Questo porta a chiederci, però, perché questo mutamento sia stato possibile nei primi anni Sessanta e non prima. Lei ha scritto che «il mondo deve essere pronto per certe cose, il mondo dell’arte non meno che quello reale». Ci vuole spiegare meglio cosa intende?

Veramente non so spiegare la questione fino in fondo. Sarei tentato di dire che una cosa del genere è stata possibile solo negli anni Sessanta perché prima esistevano idee a-priori relative a quale aspetto dovesse avere un oggetto d’arte e cosa dovesse essere l’arte.
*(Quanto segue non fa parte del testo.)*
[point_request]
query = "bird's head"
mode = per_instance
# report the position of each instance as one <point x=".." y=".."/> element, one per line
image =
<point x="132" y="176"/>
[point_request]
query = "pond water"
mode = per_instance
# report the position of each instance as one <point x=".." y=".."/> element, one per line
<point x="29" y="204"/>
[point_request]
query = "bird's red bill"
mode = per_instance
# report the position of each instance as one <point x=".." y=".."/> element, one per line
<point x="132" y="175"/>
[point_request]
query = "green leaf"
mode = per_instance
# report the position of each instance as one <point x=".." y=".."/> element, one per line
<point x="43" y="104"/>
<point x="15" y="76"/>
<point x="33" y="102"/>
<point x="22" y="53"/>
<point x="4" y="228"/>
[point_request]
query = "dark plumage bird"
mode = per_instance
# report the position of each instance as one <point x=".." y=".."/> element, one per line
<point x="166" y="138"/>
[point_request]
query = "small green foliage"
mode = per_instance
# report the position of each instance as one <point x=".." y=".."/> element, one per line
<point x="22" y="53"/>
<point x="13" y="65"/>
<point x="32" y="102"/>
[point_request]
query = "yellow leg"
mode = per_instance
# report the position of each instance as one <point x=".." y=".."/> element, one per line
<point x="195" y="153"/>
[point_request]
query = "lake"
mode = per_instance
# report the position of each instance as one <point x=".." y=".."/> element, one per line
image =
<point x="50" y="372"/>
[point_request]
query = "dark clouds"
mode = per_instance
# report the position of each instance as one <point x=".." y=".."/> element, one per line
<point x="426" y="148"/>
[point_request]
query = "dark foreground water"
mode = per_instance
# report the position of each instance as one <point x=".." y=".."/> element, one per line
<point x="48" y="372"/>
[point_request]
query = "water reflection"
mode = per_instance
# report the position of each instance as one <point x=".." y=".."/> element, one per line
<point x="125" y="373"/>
Non so perché tutto questo abbia smesso di essere vero negli anni Sessanta, ma si è trattato comunque di una rivoluzione incredibile, che si è manifestata quando gli artisti hanno cominciato non solo a premere sui limiti e i confini stabiliti, ma persino a metterne in discussione l’esistenza. Credo che questa pressione sui limiti rappresenti il tratto distintivo degli anni Sessanta, e che da questo punto di vista costituiscano il vero inizio della contemporaneità.
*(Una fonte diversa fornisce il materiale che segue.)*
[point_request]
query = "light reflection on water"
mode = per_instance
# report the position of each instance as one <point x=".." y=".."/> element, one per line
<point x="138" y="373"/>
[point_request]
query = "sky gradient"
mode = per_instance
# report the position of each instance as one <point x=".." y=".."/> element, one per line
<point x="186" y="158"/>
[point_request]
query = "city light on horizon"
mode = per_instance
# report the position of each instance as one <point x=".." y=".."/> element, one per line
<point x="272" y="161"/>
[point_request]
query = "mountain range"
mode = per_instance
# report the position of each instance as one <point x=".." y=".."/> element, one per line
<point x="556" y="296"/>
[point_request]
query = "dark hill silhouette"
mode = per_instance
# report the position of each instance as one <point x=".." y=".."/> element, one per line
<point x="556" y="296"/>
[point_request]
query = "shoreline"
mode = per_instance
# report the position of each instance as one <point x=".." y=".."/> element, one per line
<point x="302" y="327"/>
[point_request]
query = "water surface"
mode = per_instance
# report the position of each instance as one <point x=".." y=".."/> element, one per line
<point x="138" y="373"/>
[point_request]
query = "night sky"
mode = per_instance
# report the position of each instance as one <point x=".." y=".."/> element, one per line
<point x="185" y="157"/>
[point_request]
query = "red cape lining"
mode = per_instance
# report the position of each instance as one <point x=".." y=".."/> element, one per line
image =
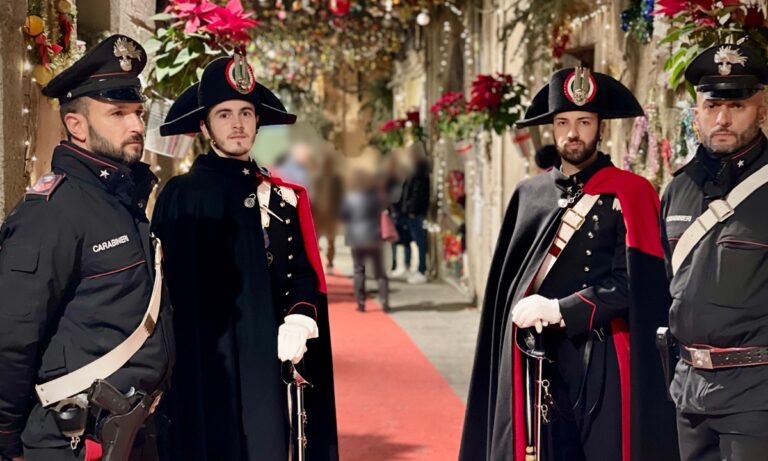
<point x="640" y="207"/>
<point x="307" y="229"/>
Lei stesso ha riconosciuto che Duchamp per primo ha operato il «miracolo di trasformare in lavori d’arte» oggetti comuni. Eppure il prisma attraverso il quale lei legge l’arte che definisce post-storica è rappresentato soprattutto dalle opere di Warhol. Perché?

Duchamp in qualche modo identifica i responsabili della prima guerra mondiale con coloro che credono all’idea del grande artista visionario, ed è per questo che mira a dimostrare che è possibile fare arte senza l’occhio e la mano del grande artista, senza la delicatezza della percezione e la finesse del tratto. Warhol invece solleva questioni di cui Duchamp, troppo coinvolto nella particolare polemica del periodo, non tiene conto: gli oggetti del ready-made di Duchamp sono esteticamente non-interessanti, ma non sono banali, mentre Warhol è interessato proprio agli oggetti banali. Lavora con i prodotti industriali perché vuole creare un oggetto d’arte indiscernibile, tale che non si possa dire: “è migliore di un altro”. In questi termini la sua è una posizione di un radicalismo estremo e molto particolare, assimilabile a quello dei maoisti. Un radicalismo che mi ha colpito molto più incisivamente di quanto non abbia fatto Duchamp. Se avessi seguito Duchamp, sarei finito sulla strada sbagliata.

Il suo nome viene associato immediatamente alla “fine dell’arte”, un’espressione che lei stesso ha definito «indubbiamente incendiaria» e che ha declinato nel corso del tempo in modi diversi. Cosa significa?

Ho cominciato a riflettere sulla fine dell’arte negli anni Ottanta. Come mi capita spesso, è stata un’idea sollecitata da un’esperienza artistica: ricordo di essere andato a visitare una mostra al Whitney Museum di New York e di essermi chiesto: «Bene, ora cos’altro dovrebbe succedere? Beh, niente in particolare – mi sono risposto -. Quello che c’è ora va bene, ma potrebbe esserci sicuramente qualcosa di molto diverso». Ho pensato allora che, se in effetti non aveva importanza quel che sarebbe accaduto in seguito, e se l’arte, come si riteneva allora, era un’evoluzione e un dispiegamento necessario all’interno del quale ogni nuova opera deve essere più significativa e importante di quella precedente, allora eravamo arrivati alla fine dell’arte.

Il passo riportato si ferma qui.